Taught by his father, Trammel began taking photos when he was just 11 years old and was photographing weddings professionally by the time he was 19. After high school, however, Trammel set his camera aside to attend culinary school in Portland, where he worked in kitchens until his late 20s.
Ironically, it was Trammel’s trucking career that got him photographing again. “I would be sitting in parking lots in rural farm towns in North Dakota with nothing to do but take pictures,” said Trammel, who began photographing landscapes with his film camera to occupy himself on long trips.
Trammel had stopped making pottery, an art he started to learn years ago, until his daughter got a kid’s wheel, inspiring the whole family to take it back up. But it wasn’t until the quarantine, when photography opportunities ceased, that they got a new wheel and haven’t stopped since.
It’s “teamwork and collaboration” that he says makes the studio run. His wife, Nicole Trammel, who adamantly declared she would only buy glazes, now makes them “as easily as cooking a Sunday sauce.”
Curly Tail Studio was named for the Trammel family’s Siberian huskies with the “curly tails,” as they’re called by Northern dog breed lovers. They are beautiful, creative, smart dogs that are also headstrong, independent and silly, according to Trammel. “We wanted a name that allowed for our entire family to be creative and independent in our endeavors — which mostly includes ceramics, but not entirely,” he said.

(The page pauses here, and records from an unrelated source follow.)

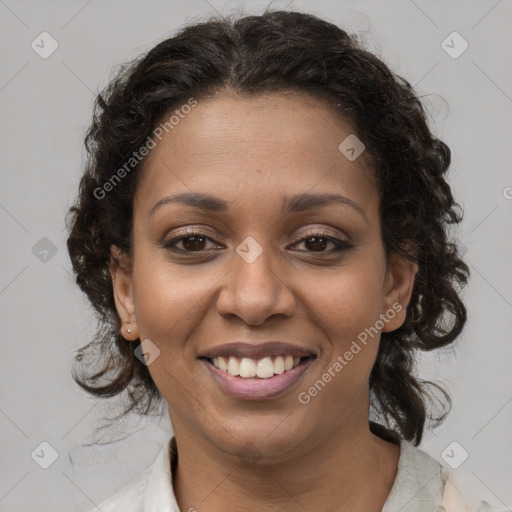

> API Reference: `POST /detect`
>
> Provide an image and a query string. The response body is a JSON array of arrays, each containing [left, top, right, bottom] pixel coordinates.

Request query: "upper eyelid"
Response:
[[163, 226, 352, 252]]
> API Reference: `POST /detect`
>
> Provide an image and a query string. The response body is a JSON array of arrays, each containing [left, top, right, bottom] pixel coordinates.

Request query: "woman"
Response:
[[68, 11, 494, 512]]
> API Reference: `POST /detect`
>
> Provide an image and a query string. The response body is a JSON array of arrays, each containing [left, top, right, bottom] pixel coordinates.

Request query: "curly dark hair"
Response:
[[67, 10, 470, 446]]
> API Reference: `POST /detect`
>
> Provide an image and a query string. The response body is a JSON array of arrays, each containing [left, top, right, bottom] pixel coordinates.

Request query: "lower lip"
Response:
[[202, 358, 314, 400]]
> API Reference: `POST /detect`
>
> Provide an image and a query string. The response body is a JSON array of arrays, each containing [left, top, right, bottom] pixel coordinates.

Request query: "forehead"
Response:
[[136, 93, 377, 217]]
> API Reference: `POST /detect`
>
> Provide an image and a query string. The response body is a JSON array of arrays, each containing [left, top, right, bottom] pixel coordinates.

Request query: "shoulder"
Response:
[[382, 439, 505, 512], [89, 467, 152, 512], [382, 439, 444, 512], [89, 436, 179, 512]]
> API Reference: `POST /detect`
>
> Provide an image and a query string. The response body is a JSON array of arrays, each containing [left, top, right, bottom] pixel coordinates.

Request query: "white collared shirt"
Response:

The family still does landscape photography and any other creative endeavor they may stumble across ... ”like when our husky re-landscapes our backyard.”
“Sometimes it’s art we keep for ourselves and sometimes we want to share the pretty ‘Curly Tail’ with our community,” Trammel said.
Prior to Bradley Trammel Photography, and now Curly Tail Studio at The Monarch, the Trammels owned a barbecue restaurant, several catering businesses, a KCBS competition BBQ team and a trucking company. His wife and partner, a former logistical engineer retired from the U.S. Army, now works in business finance.
The Trammels have long been attracted to the corner of 25th and Ogden, since back in 2011 when they were scouting a spot for a restaurant. When they heard whisperings of artist studios coming to the area, they knew they wanted to have something to do with the beautiful space.
“When the idea of The Monarch and the studios happened to be in the building we loved, we signed on,” Trammel said. “We have had a wonderful time at The Monarch so far.”
Curly Tail Studio is in Studio 7 at The Monarch, where Trammel can often be found working on ceramic art, pottery, dinnerware, planters, coffee pour overs, landscapes and other print work.